Narrative Skills are...
An ability to understand and tell stories and describe events.
Why is it Important?
Narrative skills help children learn story structure, predict what will happen in a story, understand what they read, and build critical thinking skills.
Build the Skill:
Babies
- Talk to your baby as you go through your day, telling him what you are doing.
- Listen to your baby’s responses when you talk – it may be a sound, a wiggle, or an expression – and respond back.
- Share nursery rhymes and bounces with a strong sequence. As you sing them over and over, she’s learning that certain sounds and actions can be anticipated.
- Share books that relate to your baby’s life and talk about what you see in the pictures.
Toddlers
- Narrate the day for your toddler, from the repetition of getting dressed to talking about what you are going to do later.
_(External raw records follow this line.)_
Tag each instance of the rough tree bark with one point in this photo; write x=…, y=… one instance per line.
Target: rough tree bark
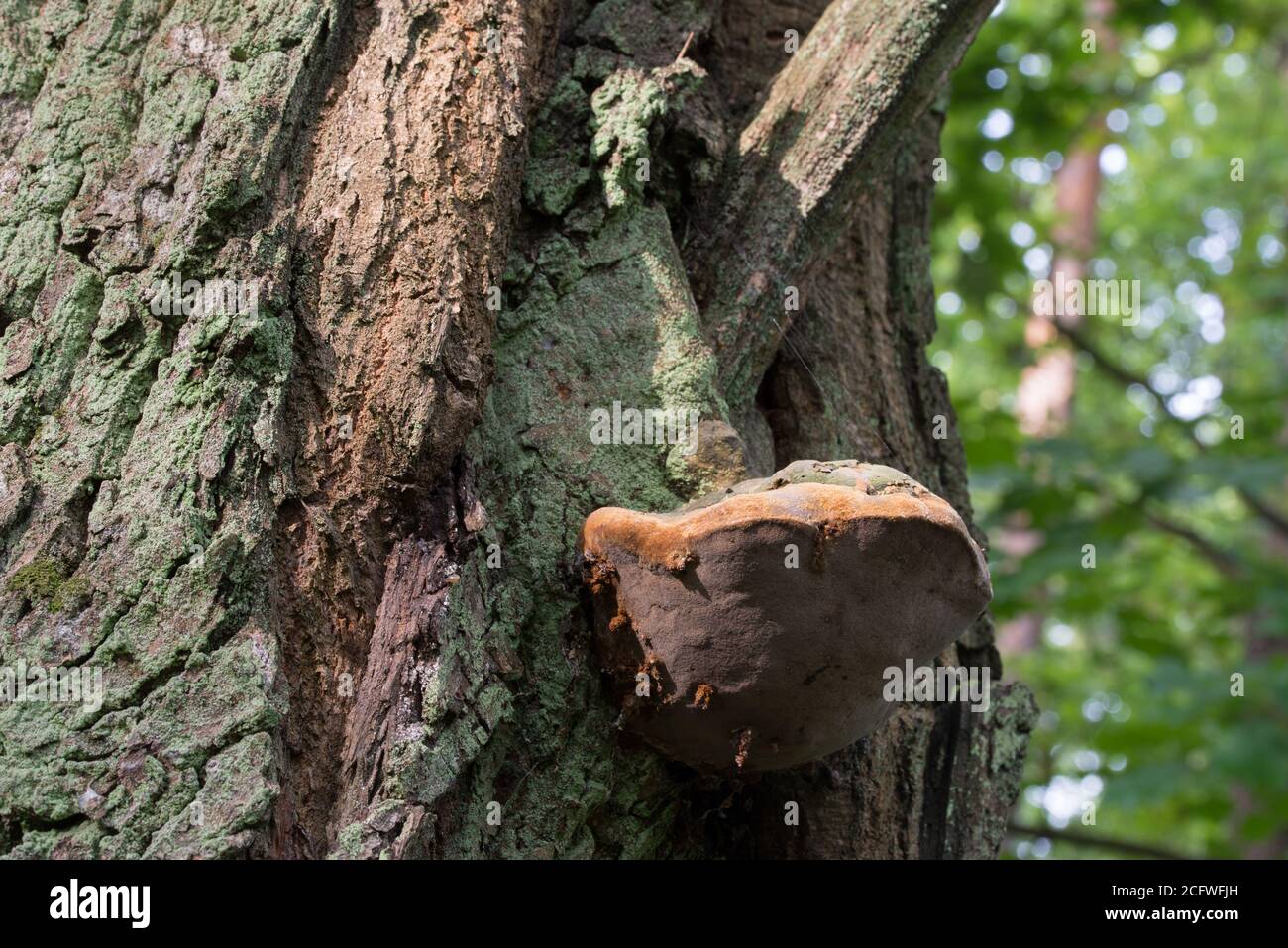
x=323, y=552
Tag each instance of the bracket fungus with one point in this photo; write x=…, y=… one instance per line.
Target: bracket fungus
x=750, y=630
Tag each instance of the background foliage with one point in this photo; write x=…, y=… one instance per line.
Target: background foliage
x=1132, y=660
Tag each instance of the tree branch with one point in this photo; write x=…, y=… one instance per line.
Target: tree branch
x=831, y=121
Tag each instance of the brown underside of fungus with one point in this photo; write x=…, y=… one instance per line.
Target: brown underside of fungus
x=750, y=630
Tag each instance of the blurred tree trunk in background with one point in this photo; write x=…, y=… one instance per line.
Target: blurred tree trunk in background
x=321, y=546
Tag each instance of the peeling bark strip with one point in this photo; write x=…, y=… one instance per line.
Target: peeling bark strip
x=828, y=127
x=322, y=552
x=408, y=184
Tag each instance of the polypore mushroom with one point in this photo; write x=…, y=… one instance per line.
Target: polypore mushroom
x=751, y=629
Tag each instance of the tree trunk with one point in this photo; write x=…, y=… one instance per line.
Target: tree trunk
x=322, y=548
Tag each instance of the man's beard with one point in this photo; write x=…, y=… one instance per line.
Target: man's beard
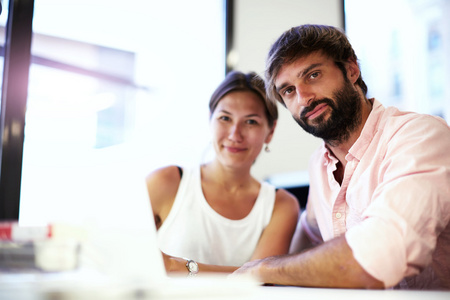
x=344, y=118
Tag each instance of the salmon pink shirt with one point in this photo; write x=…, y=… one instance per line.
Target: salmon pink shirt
x=393, y=205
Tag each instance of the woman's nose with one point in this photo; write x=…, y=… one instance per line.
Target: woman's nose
x=235, y=133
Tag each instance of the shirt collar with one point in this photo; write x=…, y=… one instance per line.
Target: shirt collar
x=360, y=146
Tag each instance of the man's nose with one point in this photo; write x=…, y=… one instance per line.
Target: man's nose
x=304, y=95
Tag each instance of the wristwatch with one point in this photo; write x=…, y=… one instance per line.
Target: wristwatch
x=192, y=267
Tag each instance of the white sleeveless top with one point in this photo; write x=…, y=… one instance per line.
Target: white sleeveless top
x=194, y=230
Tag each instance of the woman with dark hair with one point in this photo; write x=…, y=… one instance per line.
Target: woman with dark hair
x=217, y=216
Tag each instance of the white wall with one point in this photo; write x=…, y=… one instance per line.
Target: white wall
x=258, y=23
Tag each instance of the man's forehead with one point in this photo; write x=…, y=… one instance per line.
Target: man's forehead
x=301, y=63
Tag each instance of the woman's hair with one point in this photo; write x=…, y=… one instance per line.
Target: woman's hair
x=238, y=81
x=303, y=40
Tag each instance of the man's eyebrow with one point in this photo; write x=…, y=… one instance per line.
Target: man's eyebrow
x=300, y=74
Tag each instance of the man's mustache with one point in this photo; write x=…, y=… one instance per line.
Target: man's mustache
x=314, y=104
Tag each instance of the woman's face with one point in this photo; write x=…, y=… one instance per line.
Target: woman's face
x=239, y=128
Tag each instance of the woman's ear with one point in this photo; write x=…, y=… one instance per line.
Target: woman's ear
x=270, y=135
x=353, y=71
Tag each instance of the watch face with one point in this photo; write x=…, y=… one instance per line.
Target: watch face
x=192, y=266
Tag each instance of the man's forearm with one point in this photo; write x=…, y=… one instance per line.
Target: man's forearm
x=329, y=265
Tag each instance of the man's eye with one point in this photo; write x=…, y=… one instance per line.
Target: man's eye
x=314, y=75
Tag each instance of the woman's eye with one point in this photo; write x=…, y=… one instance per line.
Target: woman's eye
x=288, y=91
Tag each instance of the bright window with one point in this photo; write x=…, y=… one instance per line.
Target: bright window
x=116, y=87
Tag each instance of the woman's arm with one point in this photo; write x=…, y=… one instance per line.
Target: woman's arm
x=177, y=265
x=162, y=186
x=276, y=237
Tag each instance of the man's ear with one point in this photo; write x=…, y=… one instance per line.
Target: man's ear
x=270, y=135
x=353, y=71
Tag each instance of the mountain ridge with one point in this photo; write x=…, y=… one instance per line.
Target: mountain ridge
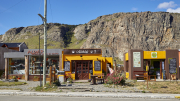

For familiar activities, ask what comes next – “shoes or socks next? Can you hand me one?”
- Listen to your child’s questions and pause to give him time to repeat a word or two. Ask her “what do you see?” or “what happened?” Affirm and enrich her simple answer with a descriptive word “Yes! It’s a brown doggie”.
- Rhyme: Some nursery rhymes are mini-narratives with a beginning, middle and end.
- Read books with a simple plot in which something happens.
- Read and re-read books that give your child a chance to participate by saying what’s coming next, lifting the flaps, or making animal noises.
- Share simple wordless or nearly wordless books and encourage your child to help “read” the story.
Preschoolers
- Give your child lots of opportunities to talk with you.
- Ask questions that can’t be answered with a “yes” or “no”. Encourage your child to think and increase their understanding.
- Read books with a repeated pattern or cumulative structure.
- Enjoy wordless and nearly wordless books that have more complex plots and details. Let your pre-reader help build the narrative by ‘reading’ the pictures.
- Retell favorite stories. Use toys or props to extend the fun and stretch imaginative skills.
- Create verbal stories together. Start with “once upon a time there was a ____” and let your preschooler fill in the blank. Take turns building and retelling the narrative with a beginning, middle, and end.
- Create pictures and books that tell a story. Have your child draw the pictures and tell you the words to write down. Make a scene with stickers and write down what he says is happening.
- Play and imagine. When your preschooler imagines, you are invited into a world-building narrative. Enjoy the adventure together.